Each week, AKVK selects records that coincide, collide or conspire with Ghost Acoustics.
Why Vinyl?
SB: My interest in vinyl records is as much about the music etched into the material, intent and gesture formed through electrical current into vinyl grooves, as the distribution systems and networks that move them around the world, the tiny little operations and efforts made by independent record labels and the enormous impact these cultural artifacts leave in their wake.
DM: I am interested in site-specific sounds. Sounds of spaces themselves or how spaces change sound is a key component in my work. For me, the vinyl record is like a site itself, a location that one must go to in order to hear what is inscribed on its surfaces. For Vinyl Kiosk, I have tried to select records that approach this idea in different ways.

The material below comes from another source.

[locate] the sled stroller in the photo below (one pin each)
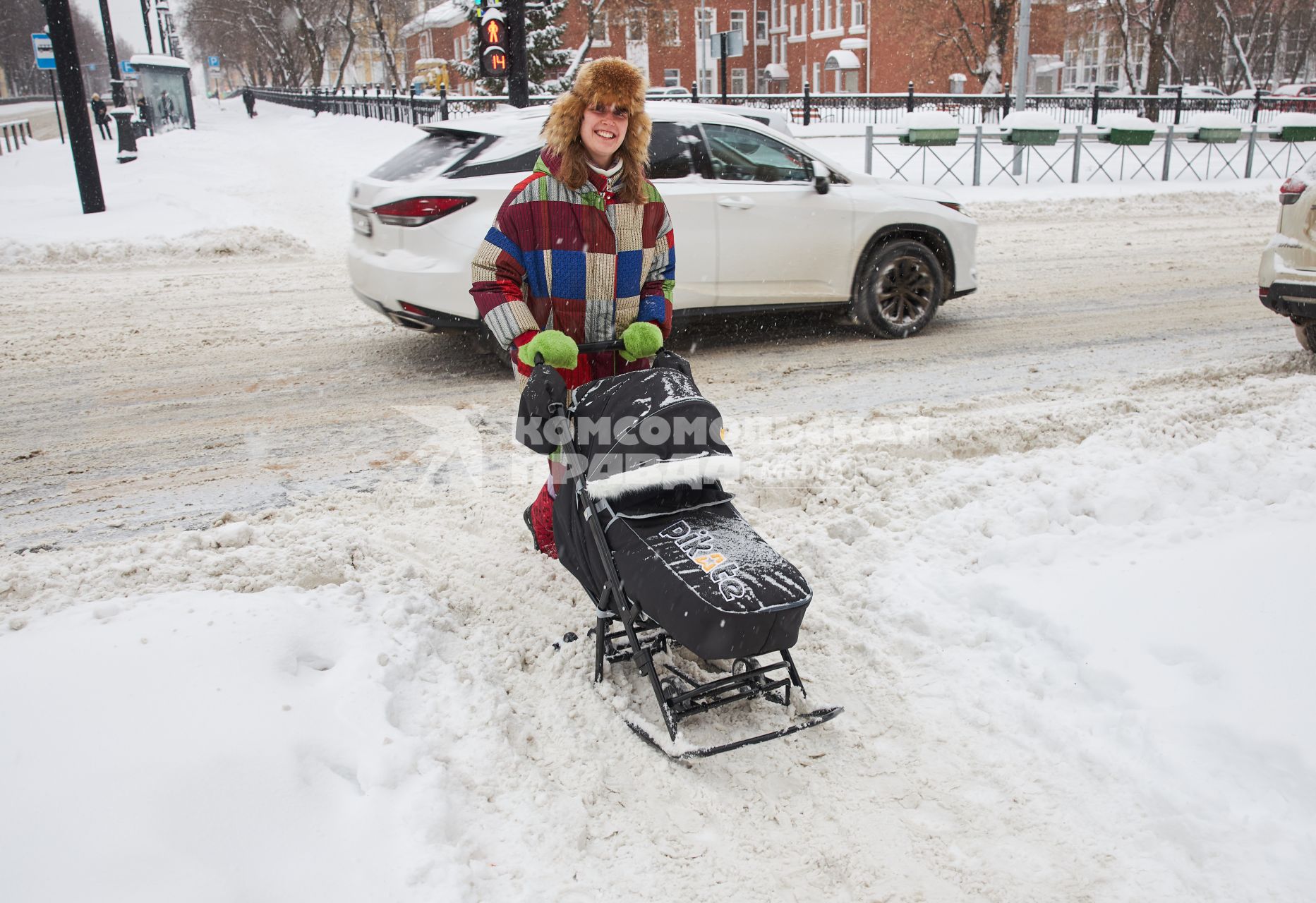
(645, 526)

JB: I am interested in records both as found objects and as aural material for my own film and animation work. Their superior archival quality and ubiquity make them a practical source to draw on as a sonic accompaniment that is temporally congruent to archival moving images.

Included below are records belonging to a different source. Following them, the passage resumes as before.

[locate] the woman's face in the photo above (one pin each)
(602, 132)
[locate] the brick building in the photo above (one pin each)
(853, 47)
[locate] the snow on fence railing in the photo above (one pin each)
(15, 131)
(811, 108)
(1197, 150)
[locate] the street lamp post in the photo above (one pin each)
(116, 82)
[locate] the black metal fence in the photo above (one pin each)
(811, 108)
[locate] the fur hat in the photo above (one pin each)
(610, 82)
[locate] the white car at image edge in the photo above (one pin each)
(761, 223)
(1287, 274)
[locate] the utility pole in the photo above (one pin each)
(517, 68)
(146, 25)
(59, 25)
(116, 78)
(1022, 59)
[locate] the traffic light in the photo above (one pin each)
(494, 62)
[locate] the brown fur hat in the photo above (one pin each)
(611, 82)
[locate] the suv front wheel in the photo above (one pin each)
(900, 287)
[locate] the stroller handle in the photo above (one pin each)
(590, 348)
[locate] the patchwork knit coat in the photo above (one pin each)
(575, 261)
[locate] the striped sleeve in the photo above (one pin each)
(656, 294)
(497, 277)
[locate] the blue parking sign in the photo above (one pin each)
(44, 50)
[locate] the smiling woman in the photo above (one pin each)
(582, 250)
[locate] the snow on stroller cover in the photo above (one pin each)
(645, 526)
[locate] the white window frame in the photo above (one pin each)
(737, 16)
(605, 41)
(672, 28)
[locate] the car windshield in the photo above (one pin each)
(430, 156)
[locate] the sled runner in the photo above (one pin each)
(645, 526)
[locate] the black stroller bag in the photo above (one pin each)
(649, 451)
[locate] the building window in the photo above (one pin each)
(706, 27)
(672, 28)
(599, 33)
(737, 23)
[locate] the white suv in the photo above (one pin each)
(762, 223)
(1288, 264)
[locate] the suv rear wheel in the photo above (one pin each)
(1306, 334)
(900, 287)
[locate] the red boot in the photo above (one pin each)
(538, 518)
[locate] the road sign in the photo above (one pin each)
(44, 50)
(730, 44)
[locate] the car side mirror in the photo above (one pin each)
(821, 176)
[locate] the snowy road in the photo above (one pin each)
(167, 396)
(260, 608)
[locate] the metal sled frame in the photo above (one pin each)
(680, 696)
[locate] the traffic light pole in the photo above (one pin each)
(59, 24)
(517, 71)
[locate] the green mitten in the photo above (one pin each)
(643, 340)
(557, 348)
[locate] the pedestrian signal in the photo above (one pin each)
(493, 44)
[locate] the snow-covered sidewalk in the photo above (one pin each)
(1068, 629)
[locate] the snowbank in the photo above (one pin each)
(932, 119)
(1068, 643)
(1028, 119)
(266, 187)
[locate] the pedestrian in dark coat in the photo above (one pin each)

As easily accessible references of a specific mode of time, process and technology, records fascinate me. However, one of the most interesting qualities is the materiality of records - how they are capable of holding more than just a sound recording. Dust, finger prints, someone’s scrawling in short hand…these marks point to something or someone outside the medium, often no longer here. These qualities evoke narratives. How did a particular recording make its way into someone’s possession? What did it mean to them?
For me, this representational dualism is a defining aspect of the specific medium of records.